# How many micro pellets equal one regular sized pellet?



## WendyKL (Dec 31, 2013)

I am feeding Hikari Tropical Micro Pellets to one of my young bettas because he is having great difficulty with the regular size pellets (I've tried both Omega One and NLS) - he just can't get his mouth around the regular size pellet . . . . with the regular size pellet - I have been soaking them first - and then chopping them in half - but he still has difficulty with the size, and much of the pellet ends up sinking to the bottom of his tank (2.6 heated, filtered). He does like the frozen foods (bloodworms and brine shrimp) and does well with them. *My question is: how many micro pellets **equal one regular sized pellet?* I want to get this figured out now - because I have to go away in May - and I'm leaving my husband in charge - he will do a good job *IF *I leave him precise instructions (also - I know that feeding the frozen bloodworms and shrimp will be asking way too much of my husband) - so, as far as the pellets go - I want to nail down correct amounts now - so I will be ready - come May. I have just ordered NLS Growth formula - it should get here by around April 4th.

Thanks in advance,
Wendy KL


----------



## dragon54 (Mar 31, 2014)

depends on the brand but id say 2 most likely


----------



## haveyouhadyourteayet (Jan 14, 2014)

Lol I saw your other husband prep post... poor thing XD

It's always better to underestimate than overfeed


----------



## WendyKL (Dec 31, 2013)

Yeah - I'm finding that the very very hardest thing about keeping fish - is leaving someone else in charge!!!! It makes having a dog a piece of cake.

Wendy KL


----------



## haveyouhadyourteayet (Jan 14, 2014)

I had to have my bf do some water changes for me a while back... *sigh* 
Left out water I'd conditioned that morning, left a sheet of directions... still got about a dozen calls.


----------



## WendyKL (Dec 31, 2013)

Yikes!


----------



## FirstBetta (Jun 14, 2013)

The volume can be calculated from the formula of 4/3 x the constant pi x radius cubed. 
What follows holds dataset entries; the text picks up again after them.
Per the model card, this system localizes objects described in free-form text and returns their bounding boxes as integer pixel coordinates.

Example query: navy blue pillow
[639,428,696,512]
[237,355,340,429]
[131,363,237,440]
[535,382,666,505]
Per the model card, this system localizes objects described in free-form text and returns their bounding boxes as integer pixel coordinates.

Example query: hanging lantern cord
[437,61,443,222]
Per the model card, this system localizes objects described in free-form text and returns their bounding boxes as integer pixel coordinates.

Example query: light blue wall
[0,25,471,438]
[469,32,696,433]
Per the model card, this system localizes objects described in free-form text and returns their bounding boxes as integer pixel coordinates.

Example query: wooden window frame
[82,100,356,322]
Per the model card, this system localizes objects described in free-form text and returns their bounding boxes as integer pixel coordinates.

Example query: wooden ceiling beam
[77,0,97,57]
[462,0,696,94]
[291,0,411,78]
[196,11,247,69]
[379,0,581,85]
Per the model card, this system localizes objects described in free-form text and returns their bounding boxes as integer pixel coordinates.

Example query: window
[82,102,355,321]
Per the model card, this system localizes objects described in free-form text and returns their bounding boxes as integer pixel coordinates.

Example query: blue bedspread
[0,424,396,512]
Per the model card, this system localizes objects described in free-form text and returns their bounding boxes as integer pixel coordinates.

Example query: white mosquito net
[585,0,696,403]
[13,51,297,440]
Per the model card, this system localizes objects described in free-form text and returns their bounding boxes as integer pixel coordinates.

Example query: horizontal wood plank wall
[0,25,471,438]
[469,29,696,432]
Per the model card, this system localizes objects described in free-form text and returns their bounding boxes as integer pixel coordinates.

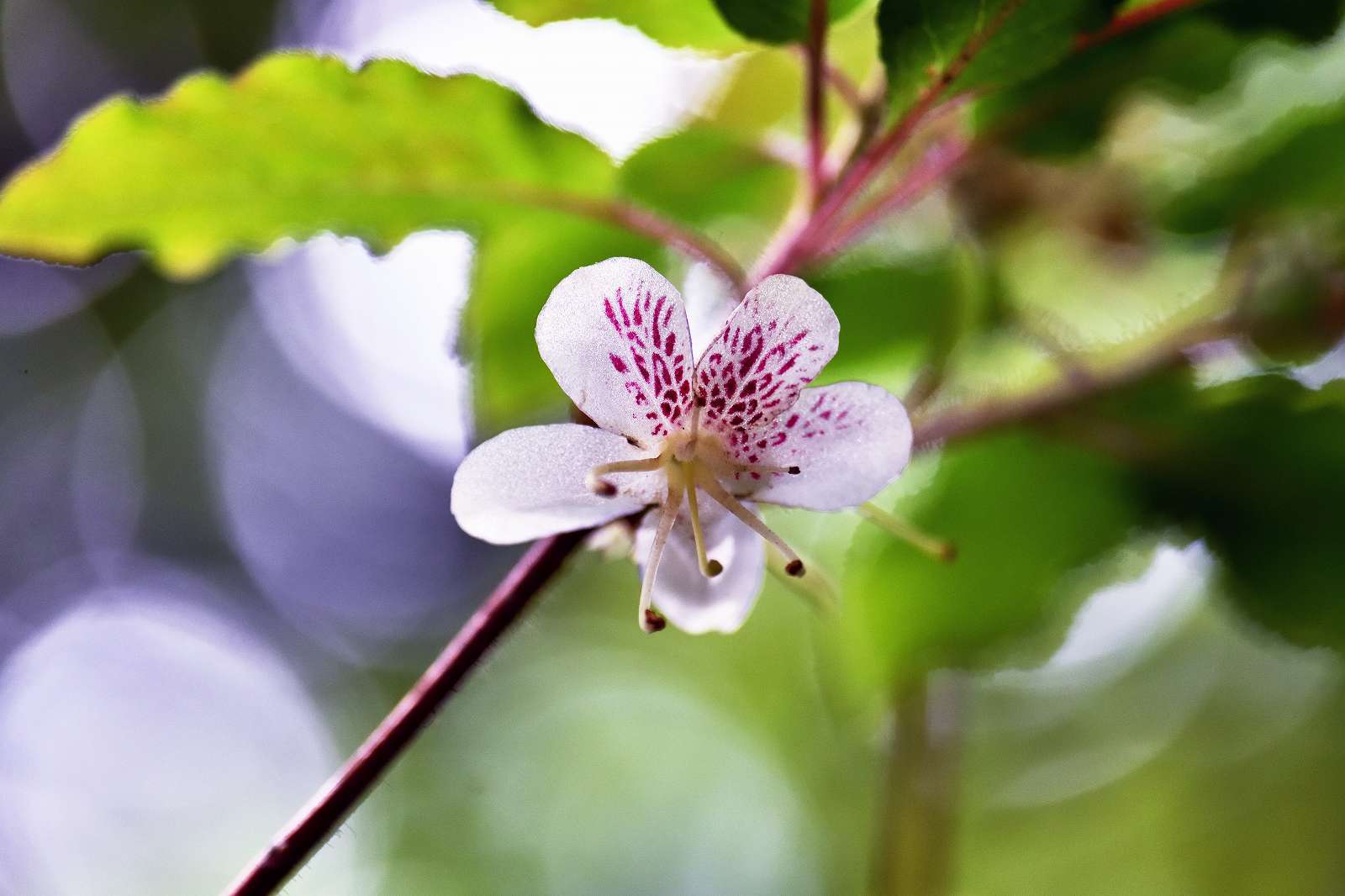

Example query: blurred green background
[0,0,1345,896]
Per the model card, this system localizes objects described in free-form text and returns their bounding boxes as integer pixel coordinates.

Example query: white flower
[452,258,910,632]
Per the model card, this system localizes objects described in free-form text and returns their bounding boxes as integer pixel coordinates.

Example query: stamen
[695,471,804,576]
[583,457,663,498]
[682,464,724,578]
[637,482,682,634]
[737,464,803,477]
[856,503,957,564]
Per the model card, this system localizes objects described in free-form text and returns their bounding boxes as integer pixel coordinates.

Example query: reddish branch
[753,0,1022,280]
[1074,0,1206,50]
[803,0,827,208]
[224,533,587,896]
[224,0,1220,896]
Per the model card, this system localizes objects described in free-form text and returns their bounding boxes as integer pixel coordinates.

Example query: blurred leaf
[878,0,1112,108]
[493,0,866,52]
[994,219,1229,361]
[460,211,657,435]
[493,0,746,52]
[845,433,1135,683]
[0,52,616,277]
[715,0,865,43]
[620,124,798,257]
[1105,376,1345,650]
[975,16,1246,155]
[706,7,881,138]
[1115,38,1345,230]
[977,0,1341,155]
[807,251,967,392]
[1201,0,1345,40]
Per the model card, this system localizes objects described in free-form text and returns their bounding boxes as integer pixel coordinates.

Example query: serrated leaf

So a .5mm dia pellet will have a volume of .25 x .25 x .25 x pi (3.14) x 4/3 = .065 cc. A 1 mm dia pellet will have a volume .5x.5x.5x3.14x 4/3 = .5 cc. A 2.5 pellet will have a volume 1.25 x1.25x1.25 x 3.14 x 4/3 = 20 cc.
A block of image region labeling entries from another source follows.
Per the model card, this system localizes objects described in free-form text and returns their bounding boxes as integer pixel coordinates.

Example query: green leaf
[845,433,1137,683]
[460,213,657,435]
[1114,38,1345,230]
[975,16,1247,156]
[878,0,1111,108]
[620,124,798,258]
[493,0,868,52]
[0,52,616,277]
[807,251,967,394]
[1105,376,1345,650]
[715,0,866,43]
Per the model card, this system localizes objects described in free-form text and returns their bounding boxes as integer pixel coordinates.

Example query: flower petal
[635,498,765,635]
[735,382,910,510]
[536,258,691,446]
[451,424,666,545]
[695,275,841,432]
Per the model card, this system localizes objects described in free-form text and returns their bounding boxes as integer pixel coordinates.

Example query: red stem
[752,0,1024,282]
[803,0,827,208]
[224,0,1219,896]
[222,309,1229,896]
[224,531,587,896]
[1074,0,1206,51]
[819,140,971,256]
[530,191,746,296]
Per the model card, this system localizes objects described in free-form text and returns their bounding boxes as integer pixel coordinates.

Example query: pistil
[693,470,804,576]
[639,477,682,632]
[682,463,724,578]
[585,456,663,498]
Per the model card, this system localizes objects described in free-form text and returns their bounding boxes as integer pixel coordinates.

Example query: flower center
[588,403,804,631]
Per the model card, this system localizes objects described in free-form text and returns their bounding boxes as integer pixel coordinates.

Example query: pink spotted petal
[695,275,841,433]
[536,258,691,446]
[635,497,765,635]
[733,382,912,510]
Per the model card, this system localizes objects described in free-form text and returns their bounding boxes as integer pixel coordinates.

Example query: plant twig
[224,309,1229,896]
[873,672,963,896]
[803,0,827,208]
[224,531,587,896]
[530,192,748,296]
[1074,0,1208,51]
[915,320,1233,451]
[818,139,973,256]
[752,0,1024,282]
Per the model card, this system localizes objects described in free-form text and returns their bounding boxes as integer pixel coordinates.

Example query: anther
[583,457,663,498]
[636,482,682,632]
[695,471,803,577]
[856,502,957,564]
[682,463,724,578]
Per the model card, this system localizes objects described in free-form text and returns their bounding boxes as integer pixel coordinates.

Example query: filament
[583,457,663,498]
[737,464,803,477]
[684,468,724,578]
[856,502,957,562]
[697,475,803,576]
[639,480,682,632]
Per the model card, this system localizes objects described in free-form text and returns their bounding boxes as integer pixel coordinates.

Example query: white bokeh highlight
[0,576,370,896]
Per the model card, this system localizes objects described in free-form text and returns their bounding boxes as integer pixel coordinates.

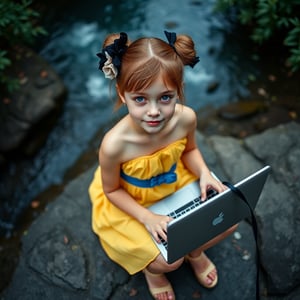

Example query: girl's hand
[200,171,227,201]
[144,212,172,243]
So you can specify the size of the pellet that you will need using that info. I suspect the size pellet that you tried to feed your guy was the 1 mm size so you could feed him .5 cc / .065 cc or approx. 8 .5 mm pellets for the same volume of food.

I know that sounds counterintuitive but the numbers don't lie.

I will welcome any correction to any of the above data.


----------



## WendyKL (Dec 31, 2013)

VERY IMPRESSIVE! It's so interesting that you came up with this - because today I took a 1mm sized pellet and kept slicing it (with a razor) until the sliced pieces appeared to be the same size as the micro pellets - and I came up with the following: it takes approximately 8 micro pellets to equal one regular sized (1mm) pellet. So I find it really encouraging that we've come up with similar findings (your method being much more scientific). So - thanks!!!!

Wendy KL


----------



## haveyouhadyourteayet (Jan 14, 2014)

Wendy - That is definitely my way of doing math!! You can sit around with a pencil and paper, and figure something out, or you can just go and do it and find out the numbers that way. 

That's awesome that it came out to the same thing!!


----------



## Cody27 (Feb 18, 2014)

Yes, I think most Beginners want to know *how much to feed* since the containers pellets come in state more than any Experienced "fish keeper" would even think about feeding. I know, I've been told about the "feed more, buy more" theory forum members say companies do, but it still can be confusing.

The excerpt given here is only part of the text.